Phil Joslin

Personal information
- Full name: Philip James Joslin
- Date of birth: 1 September 1916
- Place of birth: Kingsteignton, England
- Date of death: 31 January 1980 (aged 63)
- Height: 5 ft 9 in (1.75 m)
- Position(s): Goalkeeper

Senior career*
- Years: Team / Apps / (Gls)
- 1935–1948: Torquay United / 135 / (0)
- 1948–1951: Cardiff City / 108 / (0)
- Total:  / 243 / (0)

= Phil Joslin (footballer) =

English footballer

Philip James Joslin (1 September 1916 – 31 January 1980) was an English professional footballer who played as a goalkeeper. He made over 200 appearances in the Football League for Torquay United and Cardiff City before his career was ended in 1951 due to injury.

==Career==
Born in Kingsteignton, as a youngster Joslin was rejected by Plymouth Argyle after a trial and instead joined Torquay United in 1936 and was the first choice goalkeeper at the club up until the outbreak of World War II. During the war he served with the Royal Army Service Corps and often played for his division as a centre forward. During the war he also guested for London sides Arsenal, Fulham and Tottenham Hotpsur.

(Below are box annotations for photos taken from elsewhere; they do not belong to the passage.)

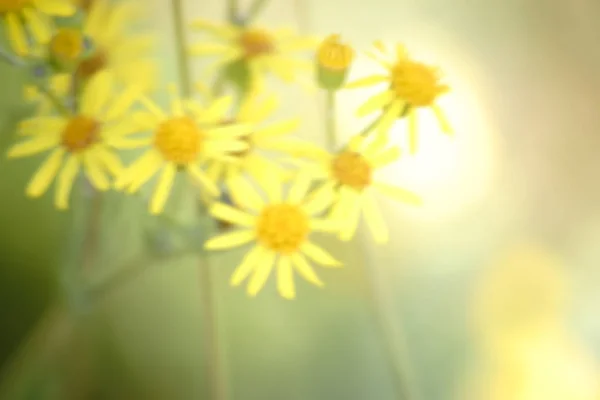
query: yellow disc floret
[317,35,354,71]
[239,29,275,58]
[154,117,203,166]
[62,115,100,153]
[392,60,448,107]
[331,151,373,190]
[50,28,83,61]
[256,204,310,254]
[0,0,31,13]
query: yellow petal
[291,253,325,287]
[253,118,300,140]
[356,90,396,117]
[300,241,342,267]
[287,171,312,204]
[80,70,113,117]
[34,0,77,17]
[204,231,256,250]
[26,148,65,197]
[373,182,423,206]
[229,246,266,286]
[54,156,79,210]
[345,75,390,89]
[83,151,110,191]
[4,12,29,56]
[187,164,221,197]
[226,174,265,211]
[248,251,275,296]
[7,135,58,158]
[206,124,252,139]
[408,109,419,154]
[209,203,256,226]
[362,194,389,244]
[431,104,454,135]
[23,8,52,43]
[277,256,296,299]
[150,164,177,215]
[376,100,404,134]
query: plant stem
[172,0,227,400]
[244,0,269,24]
[172,0,192,98]
[325,91,414,400]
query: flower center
[331,151,373,190]
[256,204,309,253]
[154,117,202,166]
[392,60,448,107]
[0,0,31,13]
[50,28,83,61]
[239,29,275,58]
[77,49,108,80]
[317,35,354,71]
[62,115,100,153]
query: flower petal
[150,164,177,215]
[277,256,296,299]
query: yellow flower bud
[317,34,354,90]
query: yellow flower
[346,42,452,153]
[207,90,325,202]
[8,72,133,209]
[0,0,76,56]
[190,20,318,90]
[205,174,341,299]
[116,85,249,214]
[317,35,354,90]
[306,135,421,243]
[77,0,157,91]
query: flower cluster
[0,0,450,298]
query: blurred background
[0,0,600,400]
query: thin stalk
[172,0,227,400]
[325,91,415,400]
[244,0,269,24]
[172,0,192,98]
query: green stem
[244,0,269,24]
[172,0,192,98]
[325,90,337,151]
[37,83,71,117]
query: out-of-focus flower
[190,20,319,91]
[0,0,76,56]
[317,35,354,90]
[346,41,452,153]
[205,174,340,299]
[306,134,421,243]
[115,85,249,214]
[207,91,324,202]
[474,245,568,342]
[77,0,157,91]
[8,72,133,209]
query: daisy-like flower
[75,0,157,91]
[306,134,421,243]
[346,41,452,153]
[190,20,319,90]
[0,0,76,56]
[8,72,134,209]
[205,174,341,299]
[115,85,249,214]
[207,89,326,202]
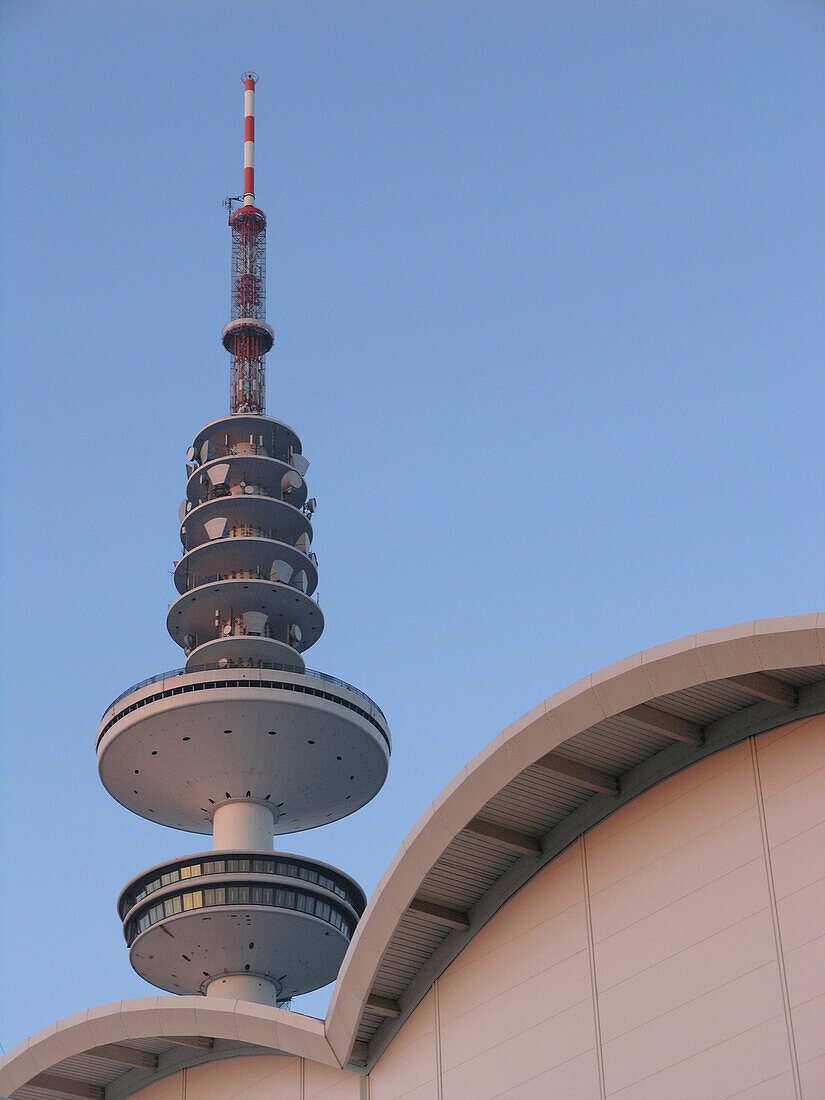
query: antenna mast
[223,73,275,415]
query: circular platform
[186,454,307,508]
[118,851,365,999]
[97,669,391,833]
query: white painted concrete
[206,974,278,1008]
[212,799,275,851]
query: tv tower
[96,73,391,1004]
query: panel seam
[579,834,606,1100]
[748,737,802,1100]
[432,980,444,1100]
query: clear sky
[0,0,825,1051]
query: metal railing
[103,661,387,724]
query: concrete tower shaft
[97,74,391,1004]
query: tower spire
[243,73,257,206]
[223,73,275,416]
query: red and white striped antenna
[243,73,259,206]
[223,73,274,415]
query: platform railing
[103,661,387,723]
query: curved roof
[0,614,825,1100]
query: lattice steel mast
[223,73,274,415]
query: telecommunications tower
[97,73,391,1004]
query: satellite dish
[204,516,227,539]
[293,454,309,477]
[281,470,304,495]
[270,561,293,584]
[207,462,229,485]
[243,612,270,637]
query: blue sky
[0,0,825,1051]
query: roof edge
[326,613,825,1065]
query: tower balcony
[118,851,365,1003]
[97,667,391,834]
[186,454,308,508]
[175,535,318,595]
[166,578,323,652]
[180,495,312,553]
[187,413,301,464]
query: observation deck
[118,850,366,1003]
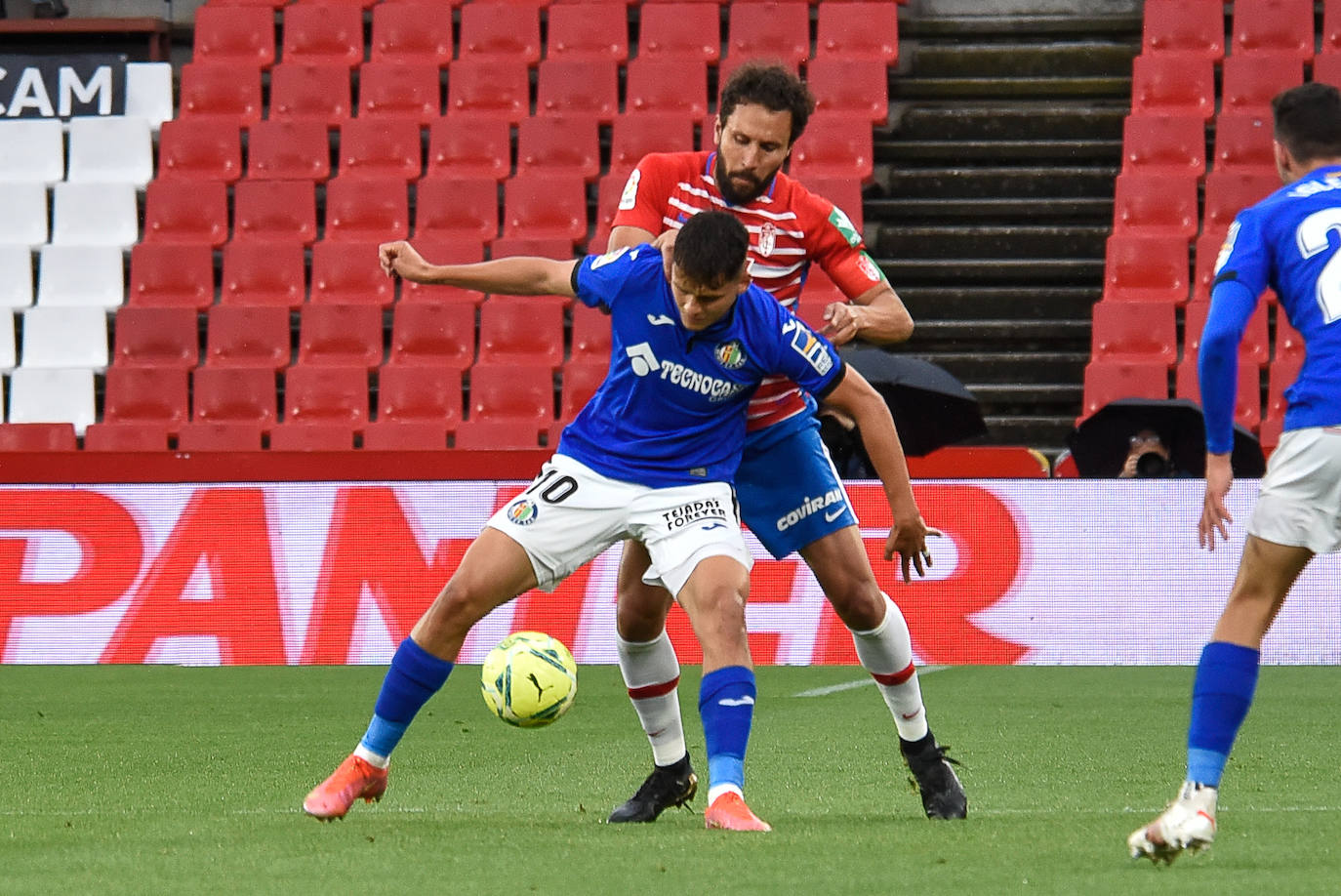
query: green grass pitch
[0,667,1341,896]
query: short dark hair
[717,61,815,144]
[671,212,750,287]
[1272,80,1341,162]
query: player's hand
[885,513,942,582]
[377,240,431,283]
[820,302,862,345]
[1197,453,1234,551]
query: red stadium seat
[205,305,291,370]
[546,0,629,63]
[1141,0,1224,61]
[1090,302,1177,366]
[503,175,588,244]
[427,112,512,182]
[126,243,215,308]
[326,177,410,243]
[370,3,456,68]
[602,111,693,180]
[1113,173,1198,241]
[806,57,889,125]
[144,180,228,247]
[158,118,244,183]
[358,61,442,125]
[447,59,531,125]
[1104,233,1188,307]
[177,420,269,452]
[233,180,316,245]
[102,366,190,432]
[377,365,462,428]
[384,302,474,370]
[1122,114,1205,179]
[469,363,555,432]
[191,3,275,68]
[458,0,541,65]
[269,420,354,451]
[1201,169,1280,233]
[789,111,875,183]
[1231,0,1313,61]
[1077,361,1169,423]
[415,177,499,244]
[219,240,307,308]
[283,3,363,68]
[298,305,383,370]
[479,295,563,370]
[191,366,279,428]
[516,117,601,183]
[311,240,395,308]
[1132,53,1215,121]
[247,119,331,183]
[111,305,200,370]
[727,0,810,65]
[1183,302,1272,368]
[177,61,262,125]
[815,0,899,65]
[1173,354,1262,432]
[535,59,620,123]
[284,363,369,428]
[85,423,168,451]
[625,57,708,121]
[269,61,354,128]
[340,118,424,182]
[1220,53,1304,118]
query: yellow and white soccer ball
[480,631,578,728]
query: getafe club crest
[507,498,541,526]
[759,222,778,258]
[714,340,746,370]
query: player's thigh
[1247,427,1341,554]
[736,426,857,559]
[485,455,641,591]
[629,483,753,595]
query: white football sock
[616,630,686,766]
[851,591,926,741]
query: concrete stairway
[864,15,1140,453]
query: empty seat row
[193,0,899,68]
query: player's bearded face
[712,103,792,205]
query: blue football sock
[1187,641,1262,788]
[699,666,755,790]
[361,638,452,756]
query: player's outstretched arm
[825,368,940,582]
[377,240,578,298]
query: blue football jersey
[1198,166,1341,453]
[558,244,843,488]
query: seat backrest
[37,245,126,308]
[0,118,65,185]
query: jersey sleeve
[796,192,888,299]
[610,153,674,233]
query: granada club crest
[759,222,778,258]
[716,340,746,370]
[507,498,541,526]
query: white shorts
[1248,427,1341,554]
[485,455,753,595]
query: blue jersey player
[1128,83,1341,863]
[304,215,931,831]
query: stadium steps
[862,10,1141,455]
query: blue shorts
[736,416,857,559]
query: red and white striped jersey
[613,150,883,432]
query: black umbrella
[1066,398,1266,479]
[839,346,987,458]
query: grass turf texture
[0,667,1341,896]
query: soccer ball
[480,631,578,728]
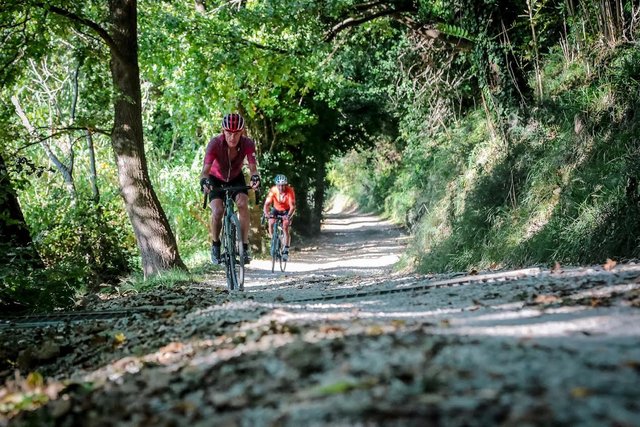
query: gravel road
[0,206,640,426]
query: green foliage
[28,194,136,288]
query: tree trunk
[0,154,44,270]
[109,0,186,278]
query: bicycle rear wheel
[271,227,280,273]
[222,221,236,291]
[280,233,287,271]
[232,216,244,291]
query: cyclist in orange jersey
[263,174,296,261]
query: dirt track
[0,206,640,426]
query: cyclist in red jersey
[200,113,260,264]
[263,174,296,261]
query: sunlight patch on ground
[247,255,400,274]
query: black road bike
[270,215,287,273]
[203,185,253,291]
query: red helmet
[222,113,244,132]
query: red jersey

He returned to Torquay following the end of the war before signing for Cardiff City, who had first refusal on Torquay players at the time, in 1948 and kept fifteen clean sheets in thirty-eight league appearances in his first season. He remained the club's first choice for a further two seasons before his career was ended by injury in August 1951. Whilst playing in a pre-season public practice match for the club, he collided with centre-forward Wilf Grant, breaking his leg. Joslin never fully recovered from the injury and did not play professional football again.